Kingsmill massacre: Government attacks claims it is 'standing in the way' of inquest

The Irish government said it had even introduced new legislation just so it could help in this case.

THE IRISH GOVERNMENT has hit back strongly at suggestions from DUP leader Arlene Foster that it is “standing in the way of closure” for the families of those killed in the Kingsmill massacre in 1976.

Speaking last night, Foster said that she was “disappointed with the Irish government” that there had been delays in handing over documents related to the case, and that it had “dragged on for long enough”, reports the Belfast Telegraph.

In a statement this afternoon, a government spokesperson said that any suggestion that there is an unwillingness on behalf of the Irish government to assist in the inquest into Kingsmill “would be unfounded”.

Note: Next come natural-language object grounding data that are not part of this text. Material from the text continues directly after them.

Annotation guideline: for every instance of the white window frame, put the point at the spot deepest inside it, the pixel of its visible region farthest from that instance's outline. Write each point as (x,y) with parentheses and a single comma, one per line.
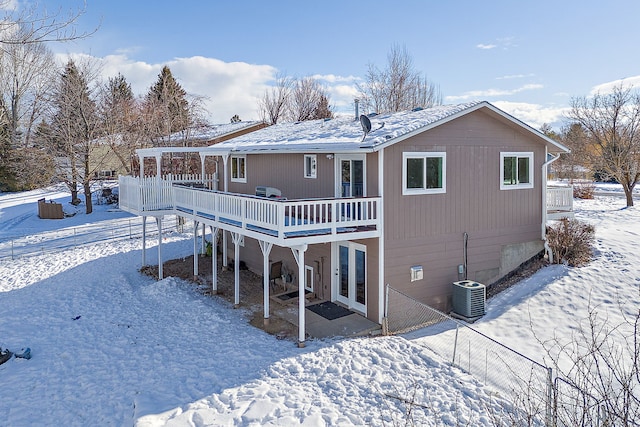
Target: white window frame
(424,155)
(519,155)
(238,177)
(310,166)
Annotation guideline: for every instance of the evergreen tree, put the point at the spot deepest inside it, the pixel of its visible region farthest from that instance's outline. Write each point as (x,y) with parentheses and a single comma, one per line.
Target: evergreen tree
(323,110)
(167,106)
(73,130)
(7,178)
(119,119)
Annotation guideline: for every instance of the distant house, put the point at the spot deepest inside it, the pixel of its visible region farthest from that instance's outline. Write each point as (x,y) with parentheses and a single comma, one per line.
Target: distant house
(110,152)
(455,189)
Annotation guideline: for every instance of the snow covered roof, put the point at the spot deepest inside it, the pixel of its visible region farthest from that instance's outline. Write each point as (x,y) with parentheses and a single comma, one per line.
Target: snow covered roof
(346,134)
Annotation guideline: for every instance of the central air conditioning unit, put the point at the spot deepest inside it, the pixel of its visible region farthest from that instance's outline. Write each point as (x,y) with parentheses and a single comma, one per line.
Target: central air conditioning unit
(469,298)
(269,192)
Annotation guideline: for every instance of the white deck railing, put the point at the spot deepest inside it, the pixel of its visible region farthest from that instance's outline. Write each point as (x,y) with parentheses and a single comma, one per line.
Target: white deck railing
(279,218)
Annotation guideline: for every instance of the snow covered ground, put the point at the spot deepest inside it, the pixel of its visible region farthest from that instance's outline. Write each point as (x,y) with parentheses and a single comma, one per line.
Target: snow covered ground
(112,347)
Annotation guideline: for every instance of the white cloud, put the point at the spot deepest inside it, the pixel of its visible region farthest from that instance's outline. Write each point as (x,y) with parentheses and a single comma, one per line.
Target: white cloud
(489,93)
(332,78)
(608,87)
(515,76)
(9,5)
(227,88)
(535,115)
(502,42)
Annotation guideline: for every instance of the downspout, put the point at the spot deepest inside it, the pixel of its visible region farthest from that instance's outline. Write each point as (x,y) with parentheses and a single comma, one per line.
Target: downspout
(544,204)
(382,296)
(225,158)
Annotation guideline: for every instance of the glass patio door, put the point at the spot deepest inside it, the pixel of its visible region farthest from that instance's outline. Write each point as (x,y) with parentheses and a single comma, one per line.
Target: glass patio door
(350,176)
(351,275)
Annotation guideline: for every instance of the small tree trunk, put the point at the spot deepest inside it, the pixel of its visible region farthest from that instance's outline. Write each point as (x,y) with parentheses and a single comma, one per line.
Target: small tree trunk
(87,198)
(74,192)
(629,195)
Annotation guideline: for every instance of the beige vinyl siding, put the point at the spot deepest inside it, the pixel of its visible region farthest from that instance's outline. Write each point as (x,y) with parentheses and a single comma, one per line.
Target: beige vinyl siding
(286,173)
(428,229)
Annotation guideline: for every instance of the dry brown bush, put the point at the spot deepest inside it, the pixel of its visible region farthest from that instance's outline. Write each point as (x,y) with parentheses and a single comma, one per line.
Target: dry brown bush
(584,190)
(571,242)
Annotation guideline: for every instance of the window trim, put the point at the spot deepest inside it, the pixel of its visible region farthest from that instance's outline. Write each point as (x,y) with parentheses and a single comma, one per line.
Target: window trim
(518,155)
(313,173)
(235,158)
(424,155)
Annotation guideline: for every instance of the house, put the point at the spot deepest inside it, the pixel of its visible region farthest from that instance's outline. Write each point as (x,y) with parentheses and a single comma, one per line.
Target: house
(112,155)
(450,191)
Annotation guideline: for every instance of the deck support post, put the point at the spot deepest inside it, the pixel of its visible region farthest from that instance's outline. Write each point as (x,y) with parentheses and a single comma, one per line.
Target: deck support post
(195,249)
(203,241)
(214,260)
(266,250)
(236,238)
(298,254)
(144,241)
(159,223)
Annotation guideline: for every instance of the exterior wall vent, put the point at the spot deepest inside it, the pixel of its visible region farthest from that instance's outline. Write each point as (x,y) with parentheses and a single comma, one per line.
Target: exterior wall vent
(469,298)
(269,192)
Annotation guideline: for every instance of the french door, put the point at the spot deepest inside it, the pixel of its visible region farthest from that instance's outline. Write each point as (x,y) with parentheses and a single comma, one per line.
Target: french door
(350,175)
(350,266)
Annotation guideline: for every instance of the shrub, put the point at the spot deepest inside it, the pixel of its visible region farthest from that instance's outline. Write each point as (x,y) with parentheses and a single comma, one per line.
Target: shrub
(571,242)
(584,190)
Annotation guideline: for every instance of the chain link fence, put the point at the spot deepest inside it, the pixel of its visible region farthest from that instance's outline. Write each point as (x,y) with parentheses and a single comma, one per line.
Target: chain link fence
(72,237)
(527,384)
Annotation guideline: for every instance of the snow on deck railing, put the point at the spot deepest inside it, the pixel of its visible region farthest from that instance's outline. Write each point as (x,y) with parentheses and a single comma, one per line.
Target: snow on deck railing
(280,218)
(560,199)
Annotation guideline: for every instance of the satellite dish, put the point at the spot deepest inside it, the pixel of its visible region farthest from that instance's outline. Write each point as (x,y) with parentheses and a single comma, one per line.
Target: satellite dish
(366,125)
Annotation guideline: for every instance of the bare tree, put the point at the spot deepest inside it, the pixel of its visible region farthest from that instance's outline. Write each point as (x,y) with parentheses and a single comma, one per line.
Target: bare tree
(397,87)
(599,371)
(273,105)
(25,26)
(612,126)
(26,71)
(308,101)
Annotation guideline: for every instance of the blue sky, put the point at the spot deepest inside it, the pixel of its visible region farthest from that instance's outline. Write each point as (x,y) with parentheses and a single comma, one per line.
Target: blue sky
(526,57)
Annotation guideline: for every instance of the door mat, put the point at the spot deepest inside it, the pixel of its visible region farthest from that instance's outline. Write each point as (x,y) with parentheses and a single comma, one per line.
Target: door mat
(329,310)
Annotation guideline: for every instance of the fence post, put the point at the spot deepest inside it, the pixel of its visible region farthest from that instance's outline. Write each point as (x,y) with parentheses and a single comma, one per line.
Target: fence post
(385,318)
(551,392)
(455,346)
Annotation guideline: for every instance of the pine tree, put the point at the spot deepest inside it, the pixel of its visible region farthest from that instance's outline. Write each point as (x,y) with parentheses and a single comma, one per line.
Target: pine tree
(323,110)
(7,178)
(119,117)
(167,106)
(73,130)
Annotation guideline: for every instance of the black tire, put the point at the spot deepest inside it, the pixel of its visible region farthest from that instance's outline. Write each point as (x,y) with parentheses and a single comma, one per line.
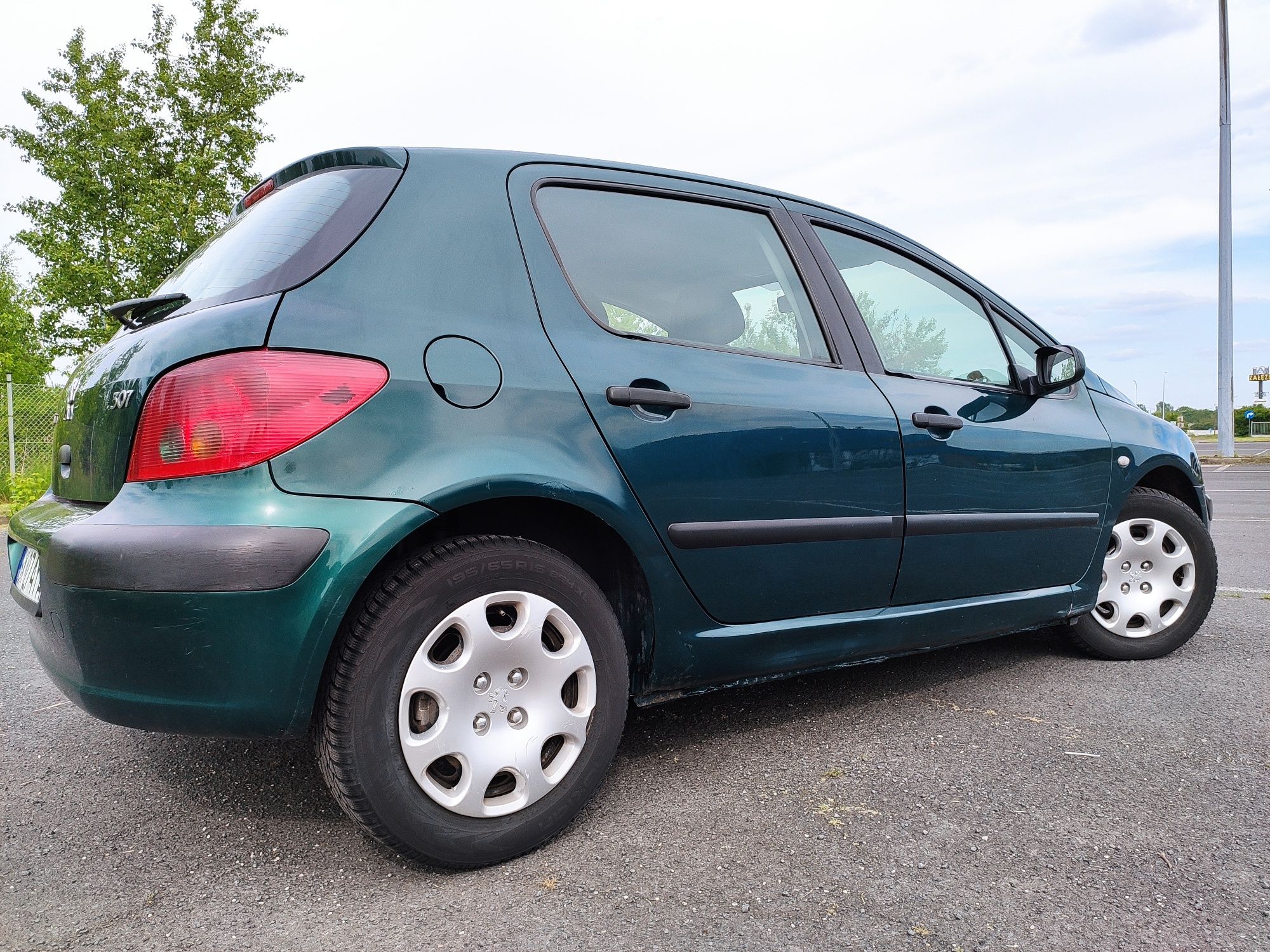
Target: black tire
(1145,503)
(356,729)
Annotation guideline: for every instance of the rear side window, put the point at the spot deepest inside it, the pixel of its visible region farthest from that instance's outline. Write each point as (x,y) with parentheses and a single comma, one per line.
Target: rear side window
(284,239)
(920,322)
(680,270)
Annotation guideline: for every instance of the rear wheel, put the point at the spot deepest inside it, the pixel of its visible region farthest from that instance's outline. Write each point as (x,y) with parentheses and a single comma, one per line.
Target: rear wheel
(1159,581)
(476,703)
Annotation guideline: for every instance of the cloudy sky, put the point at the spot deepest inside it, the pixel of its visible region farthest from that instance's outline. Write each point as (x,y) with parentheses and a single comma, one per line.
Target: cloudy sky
(1065,154)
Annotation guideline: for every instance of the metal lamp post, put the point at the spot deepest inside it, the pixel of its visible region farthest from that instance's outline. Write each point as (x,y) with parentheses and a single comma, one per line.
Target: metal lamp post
(1225,296)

The spokesperson said that the government “has taken unprecedented legal measures to facilitate” cooperation with authorities in the North and to deliver on its commitment to sharing information.

The fact that the Northern Ireland Coroner is not a “criminal justice agency” means that the body does not have “jurisdiction to avail of international law on mutual legal assistance procedures”.

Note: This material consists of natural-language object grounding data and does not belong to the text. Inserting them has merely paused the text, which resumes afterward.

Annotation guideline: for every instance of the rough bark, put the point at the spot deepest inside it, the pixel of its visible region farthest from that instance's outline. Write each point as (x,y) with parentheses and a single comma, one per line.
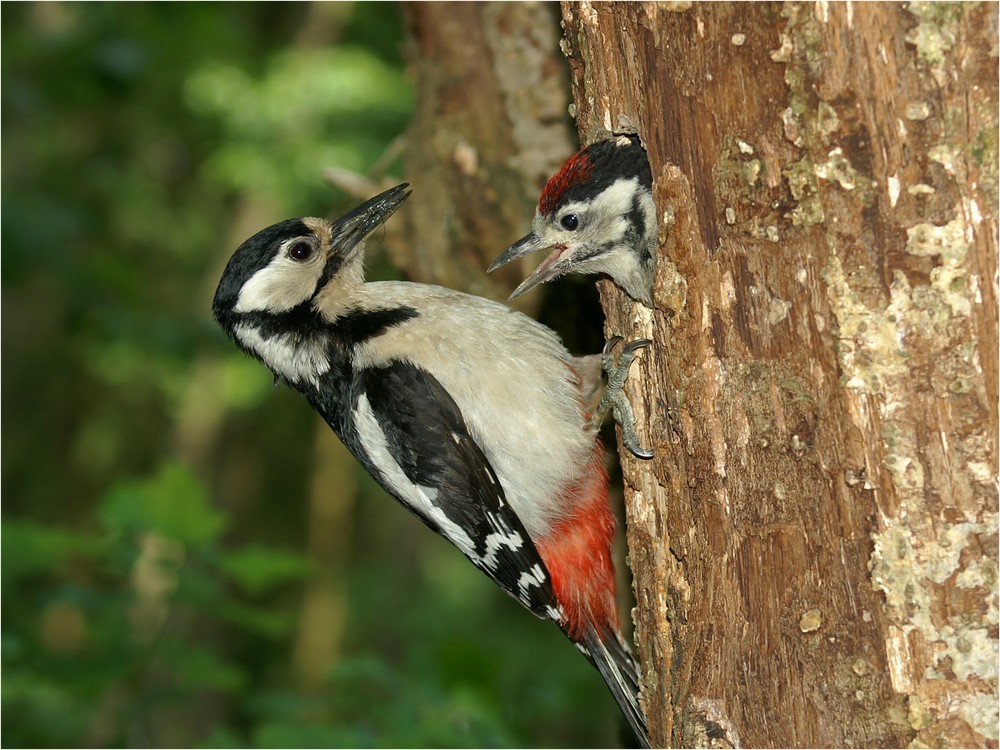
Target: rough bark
(815,544)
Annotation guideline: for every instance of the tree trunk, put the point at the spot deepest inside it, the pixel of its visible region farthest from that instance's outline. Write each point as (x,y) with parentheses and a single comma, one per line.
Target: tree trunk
(815,544)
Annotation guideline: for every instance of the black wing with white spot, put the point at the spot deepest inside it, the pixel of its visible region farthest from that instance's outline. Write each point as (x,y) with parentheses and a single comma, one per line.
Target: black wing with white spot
(420,450)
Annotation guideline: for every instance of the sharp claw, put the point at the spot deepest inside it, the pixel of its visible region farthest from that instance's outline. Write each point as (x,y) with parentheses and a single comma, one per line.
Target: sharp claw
(614,399)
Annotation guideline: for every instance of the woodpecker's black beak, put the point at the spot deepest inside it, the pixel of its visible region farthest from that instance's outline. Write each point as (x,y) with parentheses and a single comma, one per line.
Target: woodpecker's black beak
(351,229)
(555,265)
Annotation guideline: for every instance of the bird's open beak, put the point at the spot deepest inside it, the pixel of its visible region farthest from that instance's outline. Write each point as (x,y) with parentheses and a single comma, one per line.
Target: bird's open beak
(351,229)
(553,266)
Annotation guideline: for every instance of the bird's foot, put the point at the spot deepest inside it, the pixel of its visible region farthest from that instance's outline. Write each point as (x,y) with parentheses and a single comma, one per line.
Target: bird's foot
(614,399)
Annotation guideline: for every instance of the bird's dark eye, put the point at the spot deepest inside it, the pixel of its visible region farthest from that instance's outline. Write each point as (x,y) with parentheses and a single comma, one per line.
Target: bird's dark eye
(300,251)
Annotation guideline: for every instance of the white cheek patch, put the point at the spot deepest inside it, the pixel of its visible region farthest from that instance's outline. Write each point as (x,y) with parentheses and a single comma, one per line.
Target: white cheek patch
(421,499)
(295,361)
(280,286)
(605,217)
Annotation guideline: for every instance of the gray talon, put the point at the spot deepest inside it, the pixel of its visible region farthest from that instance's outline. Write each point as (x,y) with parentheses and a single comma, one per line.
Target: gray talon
(614,399)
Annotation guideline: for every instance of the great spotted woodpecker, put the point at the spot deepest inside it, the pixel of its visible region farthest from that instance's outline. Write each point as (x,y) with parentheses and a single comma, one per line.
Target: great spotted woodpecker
(596,215)
(470,414)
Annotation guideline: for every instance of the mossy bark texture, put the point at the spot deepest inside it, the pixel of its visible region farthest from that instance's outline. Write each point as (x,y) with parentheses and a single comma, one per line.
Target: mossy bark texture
(815,543)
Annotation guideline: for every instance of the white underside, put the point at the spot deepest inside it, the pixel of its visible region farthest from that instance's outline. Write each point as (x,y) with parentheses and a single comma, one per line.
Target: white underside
(511,379)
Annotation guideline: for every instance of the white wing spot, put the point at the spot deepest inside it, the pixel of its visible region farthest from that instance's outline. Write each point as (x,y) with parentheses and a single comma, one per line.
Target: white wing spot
(421,499)
(505,537)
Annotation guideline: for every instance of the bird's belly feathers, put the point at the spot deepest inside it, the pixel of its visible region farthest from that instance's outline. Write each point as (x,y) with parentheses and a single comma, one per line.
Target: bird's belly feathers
(527,385)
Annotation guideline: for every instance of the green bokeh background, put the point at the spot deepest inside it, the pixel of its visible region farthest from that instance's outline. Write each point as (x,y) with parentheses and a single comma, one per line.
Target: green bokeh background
(155,482)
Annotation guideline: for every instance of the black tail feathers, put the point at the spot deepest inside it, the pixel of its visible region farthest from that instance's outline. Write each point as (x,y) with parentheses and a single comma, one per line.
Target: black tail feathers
(614,661)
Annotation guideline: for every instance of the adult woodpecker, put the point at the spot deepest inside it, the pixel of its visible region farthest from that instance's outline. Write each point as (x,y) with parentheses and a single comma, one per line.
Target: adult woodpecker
(596,215)
(467,412)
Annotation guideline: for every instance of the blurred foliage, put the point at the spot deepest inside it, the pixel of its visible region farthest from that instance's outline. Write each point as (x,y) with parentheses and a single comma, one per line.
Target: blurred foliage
(158,546)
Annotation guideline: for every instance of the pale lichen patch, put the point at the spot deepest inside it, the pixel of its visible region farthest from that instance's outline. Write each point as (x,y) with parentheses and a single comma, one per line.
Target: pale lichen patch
(870,344)
(950,244)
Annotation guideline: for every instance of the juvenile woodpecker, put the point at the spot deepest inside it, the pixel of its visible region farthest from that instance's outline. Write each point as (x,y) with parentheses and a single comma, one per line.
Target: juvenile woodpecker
(596,215)
(467,412)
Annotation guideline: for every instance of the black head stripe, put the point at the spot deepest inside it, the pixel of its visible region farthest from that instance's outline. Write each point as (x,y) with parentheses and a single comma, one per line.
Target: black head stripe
(610,161)
(253,255)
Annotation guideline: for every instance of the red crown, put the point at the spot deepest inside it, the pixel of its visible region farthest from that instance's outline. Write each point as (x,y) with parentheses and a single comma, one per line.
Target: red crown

As a result, the Irish government introduced new legislation to allow it to cooperate with the inquest, the spokesperson said.

It was this legislation that allowed the transfer of material information from the gardaí to the Northern Ireland Coroner.

The spokesperson added that a number of cross-border meetings have taken place, most recently on 29 March, to how every effort can be made to assist with the inquest.

Every effort is being made to assist with a request received on 13 April 2017 from the coroner for further information, they concluded.

Families of the victims say they believe information that will be handed over by gardaí could create new leads to follow up in the case.


On 5 January 1976, a bus carrying textile workers was pulled over by men disguised as British soldiers.

They lined up the workers, asked them their religion, and allowed one to flee when he said he was a Catholic.

They shot the remaining 11 men, killing all except Alan Black, who survived despite being hit 18 times. No one has ever been convicted of the massacre.

2011 inquiry found that the attackers were provisional IRA members using the “South Armagh Republican Action Force” as a front, due the fact that the IRA was officially on ceasefire at the time.

In February, a decision was made by the public prosecution service of Northern Ireland not to prosecute a man who was arrested on suspicion of the murder of the 10 people.

Outlining the decision, Assistant Director of Central Casework Michael Agnew said the PPS had given “careful consideration” to all of the evidence and applied the test for prosecution.

“We have concluded that there is no reasonable prospect of a conviction based on the available evidence,” he said.

“We are mindful of the disappointment that this decision will bring to the surviving victim and families of those who were killed. Although 41 years have passed since this atrocity, we are conscious that their pain endures.”